Project: Dante's Inferno
Client Company: Electronic Arts

Agency:
G-Net, Los Angeles
Executive Producers: David Getson, David Moodie, John Rosenberg
Creative Director: David Moodie
Writer: David Moodie
Original Score: Garry Schyman
Sound Design: Paul Gorman, David Swenson
Additional Titles: Devan Simunovich
Production Supervisor: Shelby Hill
Media Editor: Alik Griffin

Production Company: Psyop, New York
Director: Psyop
Psyop Creative Director: Eben Mears
Executive Producer: Lucia Grillo
Producer: Carol Collins
Design Director: Jon Saunders
Designer: Anh Vu
Storyboard Artist: Ben Chan
3D Look and Development: Marco Iozzi
Matte Painter: Pete Sickbert-Bennett
Technical Directors: Tony Barbieri, Damon Ciarelli, Miguel A. Salek (FX), Lee Wolland (Character & Rigging)
3D Team: Helen Choi, Tom Cushwa, Pete Devlin, Rei Ito, Kitty Lin, Consuelo Macri, Rich Magan, Pat Porter, Heiko Schneck, Miles Southan, Gooshun Wang, Russ Wooton
Compositing: Molly Schwartz, Jason Conradt, Fred Kim


Notes on "Dante's Inferno" from Psyop:

Here at Psyop we aren’t known for doing animations on the darker side, in fact there was some question if we were even capable of this degree of violence when we first pitched on the job. We took this as a bit of a challenge and dug deep into our inner 13 year old boy to channel necessary violence and gore to create this spot. The experience of making this trailer was both exciting and challenging. Geeks being geeks we wanted to cram as much cool content into this trailer as possible, which led to this animation becoming one of Psyop’s most dense cg projects to date. The team spent incredibly long hours working on this in the few months that we had problem solving and trying to exceed our own expectations. In the end it was a bit of a slave labor of love, but with out a doubt worth it.

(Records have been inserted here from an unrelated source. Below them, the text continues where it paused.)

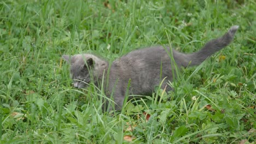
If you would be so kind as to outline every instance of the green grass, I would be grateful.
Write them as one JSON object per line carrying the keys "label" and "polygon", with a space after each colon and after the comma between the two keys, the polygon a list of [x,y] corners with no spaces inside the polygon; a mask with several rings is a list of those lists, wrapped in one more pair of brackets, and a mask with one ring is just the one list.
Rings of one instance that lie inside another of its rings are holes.
{"label": "green grass", "polygon": [[[213,1],[1,1],[0,143],[255,142],[256,3]],[[72,87],[61,58],[112,61],[169,42],[191,52],[234,25],[234,41],[183,69],[175,91],[156,88],[113,115],[101,111],[101,88]]]}

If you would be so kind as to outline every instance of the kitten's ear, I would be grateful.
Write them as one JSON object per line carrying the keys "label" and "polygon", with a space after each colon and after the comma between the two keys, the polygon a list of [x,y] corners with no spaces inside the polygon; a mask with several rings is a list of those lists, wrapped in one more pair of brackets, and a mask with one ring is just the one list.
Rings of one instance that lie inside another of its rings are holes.
{"label": "kitten's ear", "polygon": [[64,59],[65,61],[68,62],[69,63],[71,63],[71,56],[69,55],[64,55],[62,56],[63,59]]}
{"label": "kitten's ear", "polygon": [[94,59],[92,59],[92,58],[88,58],[88,59],[87,59],[86,63],[84,64],[84,68],[87,68],[86,64],[88,65],[88,67],[89,68],[92,67],[94,65]]}

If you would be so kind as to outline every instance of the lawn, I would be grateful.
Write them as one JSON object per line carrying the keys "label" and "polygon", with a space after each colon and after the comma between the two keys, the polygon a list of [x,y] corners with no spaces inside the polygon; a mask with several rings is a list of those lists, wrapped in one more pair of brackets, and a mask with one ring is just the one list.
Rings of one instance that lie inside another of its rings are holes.
{"label": "lawn", "polygon": [[[1,1],[0,143],[255,142],[255,15],[253,0]],[[174,91],[111,114],[102,88],[72,87],[61,58],[169,44],[189,53],[232,25],[233,43],[181,69]]]}

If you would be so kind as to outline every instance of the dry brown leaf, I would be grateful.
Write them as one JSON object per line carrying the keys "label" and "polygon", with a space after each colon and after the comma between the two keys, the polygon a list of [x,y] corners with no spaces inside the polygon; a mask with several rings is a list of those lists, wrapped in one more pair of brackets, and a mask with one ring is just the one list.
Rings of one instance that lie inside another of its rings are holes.
{"label": "dry brown leaf", "polygon": [[242,140],[241,141],[239,142],[239,144],[245,144],[246,142],[247,142],[247,140]]}
{"label": "dry brown leaf", "polygon": [[111,5],[109,4],[109,2],[108,2],[108,1],[106,1],[104,2],[104,6],[109,9],[111,9]]}
{"label": "dry brown leaf", "polygon": [[212,106],[210,105],[207,105],[205,107],[208,110],[211,111],[215,111],[215,110],[212,109]]}
{"label": "dry brown leaf", "polygon": [[220,62],[225,60],[225,59],[226,59],[226,56],[225,56],[224,55],[220,55],[219,57],[219,62]]}
{"label": "dry brown leaf", "polygon": [[14,118],[16,118],[17,120],[24,120],[25,118],[27,117],[27,115],[19,113],[17,112],[14,112],[10,115]]}
{"label": "dry brown leaf", "polygon": [[131,135],[125,135],[124,136],[124,140],[127,141],[131,142],[135,139],[136,139],[135,136]]}
{"label": "dry brown leaf", "polygon": [[33,90],[30,90],[30,91],[25,92],[25,93],[26,95],[30,95],[31,94],[34,93],[35,92]]}
{"label": "dry brown leaf", "polygon": [[126,125],[128,125],[128,128],[127,128],[125,131],[133,131],[134,128],[137,126],[137,124],[133,123],[132,124],[130,124],[129,122],[126,122]]}
{"label": "dry brown leaf", "polygon": [[148,113],[144,112],[143,112],[144,115],[146,116],[146,121],[148,122],[148,119],[149,119],[149,118],[150,117],[150,115],[148,114]]}

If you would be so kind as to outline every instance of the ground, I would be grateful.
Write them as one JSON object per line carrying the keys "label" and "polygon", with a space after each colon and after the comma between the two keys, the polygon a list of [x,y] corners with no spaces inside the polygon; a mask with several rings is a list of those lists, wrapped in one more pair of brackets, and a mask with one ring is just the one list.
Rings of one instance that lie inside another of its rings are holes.
{"label": "ground", "polygon": [[[255,11],[252,0],[1,1],[0,143],[255,142]],[[112,114],[101,88],[72,87],[61,59],[156,45],[189,53],[235,25],[233,43],[182,69],[174,91]]]}

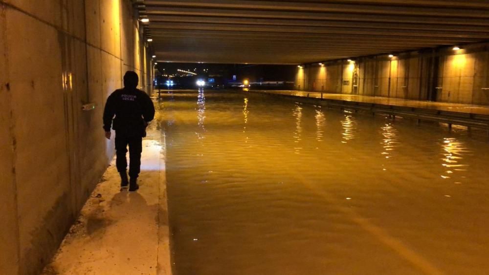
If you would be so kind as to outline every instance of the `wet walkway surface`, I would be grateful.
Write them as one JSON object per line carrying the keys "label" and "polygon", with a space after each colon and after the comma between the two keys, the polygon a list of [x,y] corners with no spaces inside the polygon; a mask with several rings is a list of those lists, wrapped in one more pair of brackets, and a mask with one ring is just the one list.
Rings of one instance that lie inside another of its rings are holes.
{"label": "wet walkway surface", "polygon": [[403,107],[410,107],[421,109],[429,109],[467,114],[489,115],[489,106],[460,104],[446,102],[432,102],[392,98],[388,97],[368,96],[342,94],[332,94],[320,92],[309,92],[293,90],[252,90],[255,92],[263,92],[281,95],[288,95],[303,97],[322,98],[332,100],[346,101],[362,103],[372,103],[382,105],[391,105]]}
{"label": "wet walkway surface", "polygon": [[112,161],[44,275],[171,274],[164,139],[158,123],[150,125],[143,141],[139,190],[119,190]]}

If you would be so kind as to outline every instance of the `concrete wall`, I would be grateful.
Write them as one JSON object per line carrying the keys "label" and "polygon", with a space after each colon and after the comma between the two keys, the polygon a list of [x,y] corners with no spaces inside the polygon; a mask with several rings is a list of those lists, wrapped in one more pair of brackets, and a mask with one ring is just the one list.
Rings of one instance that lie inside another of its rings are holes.
{"label": "concrete wall", "polygon": [[297,89],[489,105],[489,44],[298,67]]}
{"label": "concrete wall", "polygon": [[113,154],[107,97],[129,69],[150,92],[152,61],[129,0],[0,7],[0,274],[36,274]]}

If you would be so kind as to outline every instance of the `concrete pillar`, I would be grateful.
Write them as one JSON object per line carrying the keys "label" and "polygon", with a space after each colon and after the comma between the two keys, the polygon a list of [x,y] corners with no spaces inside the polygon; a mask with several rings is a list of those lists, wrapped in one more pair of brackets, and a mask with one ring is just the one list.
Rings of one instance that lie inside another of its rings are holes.
{"label": "concrete pillar", "polygon": [[0,4],[0,273],[19,273],[19,223],[14,169],[15,141],[12,133],[11,94],[6,48],[6,7]]}

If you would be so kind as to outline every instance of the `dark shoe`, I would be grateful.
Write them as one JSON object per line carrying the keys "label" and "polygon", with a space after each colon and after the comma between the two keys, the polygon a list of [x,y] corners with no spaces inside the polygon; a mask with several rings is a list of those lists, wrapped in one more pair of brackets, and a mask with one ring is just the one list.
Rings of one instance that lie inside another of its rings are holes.
{"label": "dark shoe", "polygon": [[131,178],[129,181],[129,191],[133,192],[139,189],[139,186],[137,184],[137,178]]}
{"label": "dark shoe", "polygon": [[127,174],[126,172],[121,173],[121,190],[127,188],[127,186],[129,185],[129,181],[127,179]]}

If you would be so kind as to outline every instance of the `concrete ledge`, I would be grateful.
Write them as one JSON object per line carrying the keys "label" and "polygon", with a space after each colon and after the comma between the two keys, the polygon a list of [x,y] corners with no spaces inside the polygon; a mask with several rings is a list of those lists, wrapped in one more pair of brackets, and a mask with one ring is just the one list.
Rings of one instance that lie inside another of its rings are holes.
{"label": "concrete ledge", "polygon": [[164,139],[143,141],[140,188],[119,191],[112,161],[43,274],[171,274]]}

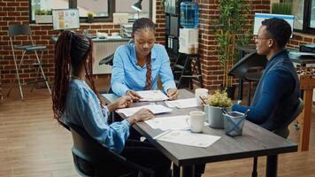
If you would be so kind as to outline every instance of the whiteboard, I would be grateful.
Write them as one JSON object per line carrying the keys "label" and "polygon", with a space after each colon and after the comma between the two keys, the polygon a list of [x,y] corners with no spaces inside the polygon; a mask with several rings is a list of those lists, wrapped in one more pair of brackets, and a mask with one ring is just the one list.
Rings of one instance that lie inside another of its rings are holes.
{"label": "whiteboard", "polygon": [[[258,29],[261,26],[261,22],[264,21],[266,19],[272,19],[272,18],[278,18],[278,19],[283,19],[286,20],[290,26],[291,26],[291,30],[293,32],[293,24],[295,20],[295,16],[294,15],[282,15],[282,14],[271,14],[271,13],[255,13],[255,18],[254,18],[254,35],[257,35],[258,34]],[[292,37],[292,35],[291,35]]]}

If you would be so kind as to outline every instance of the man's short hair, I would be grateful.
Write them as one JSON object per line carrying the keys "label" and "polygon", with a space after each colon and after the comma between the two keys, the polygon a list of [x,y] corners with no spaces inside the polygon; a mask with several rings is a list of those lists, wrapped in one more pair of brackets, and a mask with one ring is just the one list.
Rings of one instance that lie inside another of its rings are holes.
{"label": "man's short hair", "polygon": [[265,19],[261,22],[263,26],[266,27],[267,33],[271,37],[276,41],[279,47],[283,48],[291,36],[291,26],[284,19],[278,18],[272,18]]}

We worked very closely with EA in order to match what they had created for game content. They sent us some models, environment designs and character designs, but in the end we could only use these as reference due to our animation needs, forcing us to recreate everything ourselves into high quality models and matte paintings. This was an enormous amount of work but gave us the opportunity to add our own touch to what we received from EA. I think one of our biggest references was the artwork of Wayne Barlowe which turned out to work very seamlessly with what EA had in mind since they brought him in to help with their character designs.

Overall spot length is always one of the biggest challenges in the commercial animation. This project was the complete opposite of that. We had no time restriction from G-Net so for us it became a matter of limiting ourselves and not make this animation so long that we couldn’t complete it! What this difference in limits allowed was more of a focus on dramatic pacing, which is very difficult to achieve in a 30 second spot. In certain scenes we are able to linger a bit longer to give the scene the appropriate mood.

From design phase to final delivery we had three months to create this animation. Our production schedule became very tight so we had to be smart with how we budgeted our time and resources.

For the bulk of our production we used Maya and for our particle sims we used 3ds Max and Houdini. All of our compositing was done in After Effects.

Like any project that you sweat and bleed over for 3 months you feel a mix of emotions. Excited that we were able to create it, in some ways glad that it’s done due to sheer exhaustion and wishful for just another week to fix the things we only see! In the end we are just happy that we had this opportunity to pursue something that is a bit different from our usual look and we hope to tackle more projects like this in the future.